Department of Surgery, Washington University in Saint Louis, Saint Louis, MO, USA.
Surgery. 2012 Aug;152(2):247-53. doi: 10.1016/j.surg.2012.02.012. Epub 2012 Jun 13.
Although inflow occlusion techniques have given surgeons the ability to carry out increasingly complex liver resections, ischemia-reperfusion (IR) injury continues to be a source of morbidity. Efforts to ameliorate IR injury have been hindered in absence of adequate preclinical models. The goal of the present study was to develop a simple, efficient, and cost-effective means of studying hepatic IR injury.
Liver cubes were procured from normal (C57BL/6) mice. After hepatectomy, 4-mm punch biopsies were taken for individual placement in culture wells containing hepatocyte media. Experimental cubes underwent hypoxia for 60 minutes, whereas controls remained normoxic. Supernatants were collected from individual wells after 0, 6, and 12 hours of rediffusion for transaminase and cytokine measurement. Histologic examination was performed on individual cubes.

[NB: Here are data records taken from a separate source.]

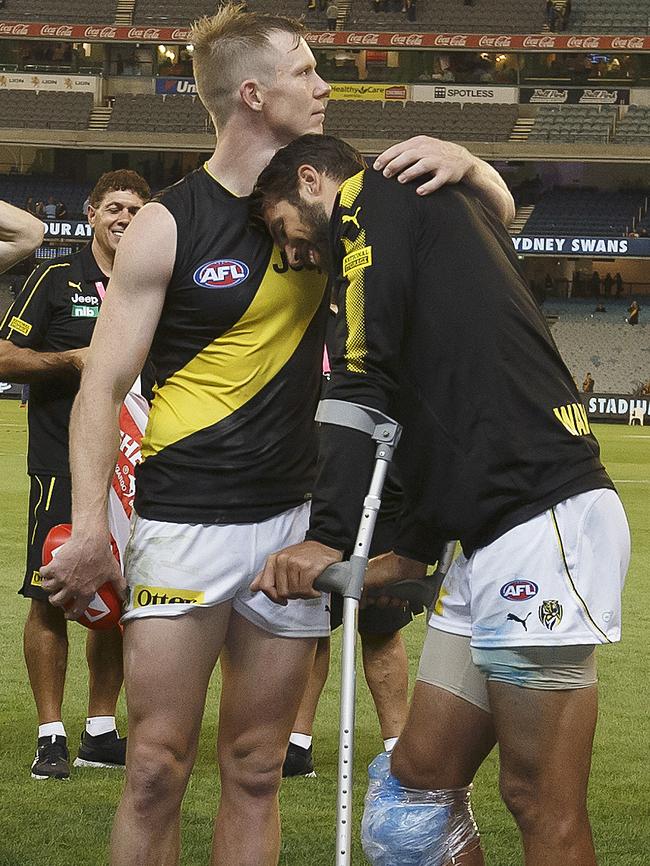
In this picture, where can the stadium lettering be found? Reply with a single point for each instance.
(49, 30)
(599, 245)
(100, 33)
(480, 94)
(184, 86)
(406, 39)
(363, 39)
(538, 42)
(321, 38)
(452, 41)
(628, 42)
(583, 42)
(495, 42)
(539, 245)
(14, 30)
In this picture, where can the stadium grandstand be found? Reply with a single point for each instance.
(555, 96)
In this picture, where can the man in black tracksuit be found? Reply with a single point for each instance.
(429, 291)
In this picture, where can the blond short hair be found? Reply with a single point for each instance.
(230, 47)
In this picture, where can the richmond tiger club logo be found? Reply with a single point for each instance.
(550, 613)
(221, 274)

Extensive histologic injury was seen in the experimental cubes compared with controls with greater staining for activated caspase-3 and terminal deoxynucleotidyl transferase dUTP nick end labeling at 6 and 24 hours, respectively. Changes consistent with ischemic injury occurred more centrally in liver cubes, whereas markers for rediffusion injury were appreciated along the periphery. Transaminases were significantly higher at 6 hours after rediffusion in experimental cubes compared with controls (P = .02). tumor necrosis factor-α and interleukin-1β were significantly higher in the media of experimental cubes compared with controls at 12 hours rediffusion (P = .05 and .03 respectively).

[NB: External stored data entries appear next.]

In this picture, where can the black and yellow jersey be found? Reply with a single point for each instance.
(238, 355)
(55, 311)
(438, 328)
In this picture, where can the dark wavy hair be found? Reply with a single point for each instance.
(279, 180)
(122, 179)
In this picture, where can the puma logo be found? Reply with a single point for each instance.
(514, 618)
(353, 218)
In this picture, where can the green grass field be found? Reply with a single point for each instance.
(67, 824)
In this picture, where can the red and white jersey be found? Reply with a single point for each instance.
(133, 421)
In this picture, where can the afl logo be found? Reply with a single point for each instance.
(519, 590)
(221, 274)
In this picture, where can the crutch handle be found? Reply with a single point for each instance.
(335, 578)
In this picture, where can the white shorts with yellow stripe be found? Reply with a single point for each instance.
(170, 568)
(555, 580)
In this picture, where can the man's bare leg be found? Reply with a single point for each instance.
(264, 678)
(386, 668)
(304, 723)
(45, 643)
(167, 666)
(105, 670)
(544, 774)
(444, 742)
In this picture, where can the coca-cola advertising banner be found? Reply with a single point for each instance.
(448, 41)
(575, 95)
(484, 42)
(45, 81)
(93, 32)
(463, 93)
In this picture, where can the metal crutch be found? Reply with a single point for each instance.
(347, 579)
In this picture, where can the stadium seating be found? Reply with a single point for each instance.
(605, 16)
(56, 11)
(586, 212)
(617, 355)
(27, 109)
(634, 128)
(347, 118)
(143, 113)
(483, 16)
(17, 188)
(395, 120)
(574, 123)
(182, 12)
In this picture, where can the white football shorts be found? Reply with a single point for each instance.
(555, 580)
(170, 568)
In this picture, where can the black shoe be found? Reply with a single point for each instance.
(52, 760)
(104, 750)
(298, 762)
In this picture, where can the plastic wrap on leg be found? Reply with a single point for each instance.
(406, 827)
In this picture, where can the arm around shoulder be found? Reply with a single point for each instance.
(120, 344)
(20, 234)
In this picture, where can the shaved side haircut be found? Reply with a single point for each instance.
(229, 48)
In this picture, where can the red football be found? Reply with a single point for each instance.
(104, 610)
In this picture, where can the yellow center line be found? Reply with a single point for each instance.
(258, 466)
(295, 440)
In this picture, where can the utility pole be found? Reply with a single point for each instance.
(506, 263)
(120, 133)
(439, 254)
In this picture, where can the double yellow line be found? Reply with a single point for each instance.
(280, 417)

In vitro IR of cubes produces a significant injury with a pattern reflective of hepatic lobular architecture. This novel technique may open new avenues for uncoupling the mechanisms of IR while facilitating rapid screening of potential therapies.
尽管流入阻断技术使外科医生能够进行越来越复杂的肝切除术,但缺血再灌注(IR)损伤仍然是发病率的一个来源。由于缺乏充分的临床前模型,改善 IR 损伤的努力受到阻碍。本研究的目的是开发一种简单、高效且经济有效的方法来研究肝 IR 损伤。
从正常(C57BL/6)小鼠中获取肝块。肝切除术后,取 4mm 活检用于单独放置在含有肝细胞培养基的培养孔中。实验性肝块经历 60 分钟的缺氧,而对照物保持正常氧合。在重新扩散 0、6 和 12 小时后,从各个孔中收集上清液用于转氨酶和细胞因子测量。对各个肝块进行组织学检查。
与对照物相比,实验组的肝块广泛出现组织学损伤,在 6 和 24 小时时,分别显示出更多的激活 caspase-3 和末端脱氧核苷酸转移酶 dUTP 缺口末端标记染色。在肝块中,缺血性损伤的变化更集中在中央,而再扩散损伤的标志物则沿周边出现。与对照组相比,实验组在再扩散后 6 小时的转氨酶明显升高(P =.02)。与对照组相比,实验组在再扩散 12 小时时培养基中的肿瘤坏死因子-α和白细胞介素-1β明显升高(分别为 P =.05 和.03)。
在体外对肝块进行 IR 会导致明显的损伤,其模式反映了肝小叶的结构。这种新的技术可能为分离 IR 机制开辟新途径,同时促进潜在治疗方法的快速筛选。